O futuro e a catedral

Daniel Duclós


Andando pelas ruinhas, perdido olhando no mapa, não podíamos estar longe da maior atração turística de Milão, tanto literal quanto simbolicamente. Il Duomo di Milano, A catedral de Milão, estava perto, e eu estava curioso. Quer dizer, uma catedral é uma catedral, mas eu só tinha visto a da Sé, em Sampa. Catedrais européias são famosas.

Viramos a esquina, e a ruazinha estreita e despretensiosa desembocou na…

Catedral de Milão.

É díficil explicar o impacto que aquilo teve. Eu não estava esperando, eu não estava preparado pra Il Duomo de Milano. Meu queixo caiu, eu fiquei paralizado, no meio do movimento, olhando pra cima e depois de algum esforço e tempo consegui dizer, no auge da minha expressividade e criatividade:

- Uou

Eu nem vou tentar descrever – gente muito melhor do que eu o fez (Mark Twain sendo apenas um), mas eu vou te dizer um lance: esqueça, desconsidere as fotos e desenhos – eles são outro departamento. São legais, e são bonitos, mas são maquetes comparadas à cidade. Se é que me entendem.

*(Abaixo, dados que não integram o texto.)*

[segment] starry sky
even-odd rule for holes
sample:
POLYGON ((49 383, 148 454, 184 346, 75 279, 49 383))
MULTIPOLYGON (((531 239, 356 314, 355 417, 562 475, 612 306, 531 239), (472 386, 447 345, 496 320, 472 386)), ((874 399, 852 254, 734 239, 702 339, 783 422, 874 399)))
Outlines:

Depois do Duomo de Milão eu fiquei meio fascinado por outras catedrais. Vi muitas outras, e ela nunca deixam de me impressionar. O que mais me move não é o tamanho, a imponência da obra, mas o tempo que muitas delas levam pra ficar prontas. A de Milão começou a ser construída em 1386 e demorou seiscentos e vinte e um anos pra ficar pronta. Seiscentos. E vinte. E um. Anos!

Muitas obras são antigas, e muitas obras demoraram bastante tempo, mas o lance com as catedrais é que elas são iniciadas por pessoas que sabem que não verão seu fim. Nem elas, nem a próxima geração. Nem a próxima. Nem a próxima.

Nem a próxima.

De fato, quando se inicia uma obra desse porte, não dá pra ter certeza de que, ao seu final, ainda existirá o seu país. Ou mesmo a sua cidade, ou o mundo. Ou a sua religião! Houve catedrais que deixaram de ser católicas e passaram a ser Protestantes. O Panteão foi construído como templo pagão pra Roma antiga, ao longo de uns 150 anos, e quinhentos anos depois não existia mais Império Romano, o paganismo dera lugar ao Catolicisimo como religião predominante na Europa, e o Panteão foi doado à Igreja Católica, e é um templo católico em uso até hoje!

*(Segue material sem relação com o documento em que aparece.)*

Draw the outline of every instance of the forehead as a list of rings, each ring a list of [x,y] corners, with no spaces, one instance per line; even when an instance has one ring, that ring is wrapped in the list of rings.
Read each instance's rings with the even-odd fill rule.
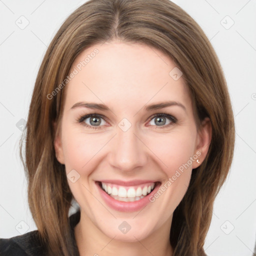
[[[145,44],[94,44],[72,64],[70,72],[77,74],[66,88],[66,103],[70,106],[86,100],[114,107],[114,102],[125,108],[132,102],[137,108],[148,102],[178,100],[190,104],[186,86],[182,76],[174,79],[174,68],[177,68],[170,58]]]

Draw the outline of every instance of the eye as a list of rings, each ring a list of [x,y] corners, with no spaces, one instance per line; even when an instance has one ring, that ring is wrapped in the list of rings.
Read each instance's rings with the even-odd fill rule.
[[[98,129],[101,128],[100,126],[102,126],[100,124],[102,124],[102,120],[103,120],[104,122],[102,124],[106,125],[106,122],[104,120],[103,117],[100,115],[96,114],[90,114],[82,116],[78,119],[78,122],[83,122],[83,124],[88,128]]]
[[[169,122],[166,124],[166,120],[168,119],[170,120]],[[156,124],[156,126],[163,126],[158,127],[159,128],[164,128],[176,123],[176,122],[177,120],[174,116],[168,114],[160,114],[154,115],[148,124],[151,126]]]
[[[154,120],[155,120],[154,121]],[[168,120],[169,122],[166,124],[166,120]],[[102,120],[103,120],[103,124]],[[158,126],[156,128],[165,128],[177,122],[177,120],[174,116],[163,113],[154,114],[150,118],[150,122],[148,123],[149,125]],[[86,127],[92,129],[100,129],[102,128],[102,126],[106,125],[107,124],[103,116],[96,114],[82,116],[77,120],[77,122],[82,123],[82,124]],[[100,124],[102,125],[100,126]],[[148,124],[146,124],[146,126],[148,126]]]

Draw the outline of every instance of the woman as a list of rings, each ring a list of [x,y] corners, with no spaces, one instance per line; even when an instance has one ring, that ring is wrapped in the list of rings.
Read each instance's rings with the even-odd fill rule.
[[[184,11],[86,2],[50,44],[30,103],[24,164],[38,230],[2,239],[2,254],[206,255],[234,134],[218,58]]]

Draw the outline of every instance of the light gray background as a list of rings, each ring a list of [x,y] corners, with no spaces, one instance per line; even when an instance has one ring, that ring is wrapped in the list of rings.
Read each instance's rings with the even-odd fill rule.
[[[0,0],[1,238],[37,229],[28,206],[16,124],[27,119],[47,46],[84,2]],[[174,2],[198,22],[216,50],[235,116],[234,160],[216,200],[204,248],[209,256],[252,256],[256,238],[256,1]]]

Cada geração vem, e maioria delas, a maioria absoluta, ao longo de séculos, não viu o início e não verá o fim, mas mesmo assim trabalha pra completar algo monumental, unidos em um propósito comum, confiando que a próxima geração continuará o trabalho, até que eventualmente uma delas no futuro dará significado a isto tudo, completando a obra, nem sempre (ou melhor: quase nunca) da maneira pensada ou imaginada por quem iniciou, mas isso não é importante, na verdade, é parte da beleza disso tudo, cada geração alterar e dar sua interpretação, um tijolo por vez, para formar uma obra conjunta da qual a maioria de seus construtores não tem idéia de como será.

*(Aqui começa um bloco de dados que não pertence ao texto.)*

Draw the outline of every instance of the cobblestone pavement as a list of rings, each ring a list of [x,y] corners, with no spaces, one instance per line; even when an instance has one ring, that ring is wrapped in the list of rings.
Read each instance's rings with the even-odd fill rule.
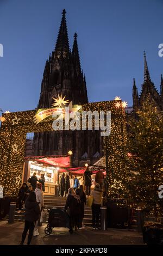
[[[108,229],[106,231],[93,230],[91,227],[74,231],[70,235],[65,228],[53,229],[51,235],[46,235],[46,225],[39,227],[40,235],[33,237],[31,244],[35,245],[143,245],[142,234],[137,231]],[[0,221],[0,245],[19,245],[24,223],[8,224]],[[26,243],[26,240],[24,244]]]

Não é que as catedrais sejam antigas – a Pirâmide de Giza foi feita em 2560 antes de Cristo. Mas ela foi feita em apenas uma geração. Não é que elas tenham sido construídas ao longo de gerações – a cidade de Amsterdam é um intricado complexo de canais, numa obra de engenharia impressionante construída ao longo de uns bons 700 anos. Mas cada geração fez o que precisou pra satisfazer suas necessidades imediatas, tendo utilidade imediata, podendo ser ali mesmo o fim da obra toda, a qualquer momento. As catedrais são um esforço concentrado em um fim, algo que só terá sentido pleno quando terminado, anos no futuro. Você trabalha não pra você, não pro seu uso, mas pro futuro, pra pessoas e um mundo que não se tem a menor possibilidade de imaginar como será (se erram previsões pro ano que vem!). E caso dali a quatro gerações, o que não é muito tempo na construção de uma catedral, mas é na vida humana, ninguém mais der andamento àquilo tudo? E se explodir uma guerra? E se vier um terremoto e destruír tudo antes, bem antes do fim? E se acabar o dinheiro? E se?

Não importa, o futuro ninguém sabe, e trabalha-se no presente, e pro futuro resta apenas… esperança. E essa mensagem é, mais do que religiosa, profundamente humana. Porque religiões variam, mudam, surgem e se extinguem, mas todas têm algo em comum: são seguidas por humanos, e se há algo que nos une, algo que nos define, esperança no futuro é certamente parte disso.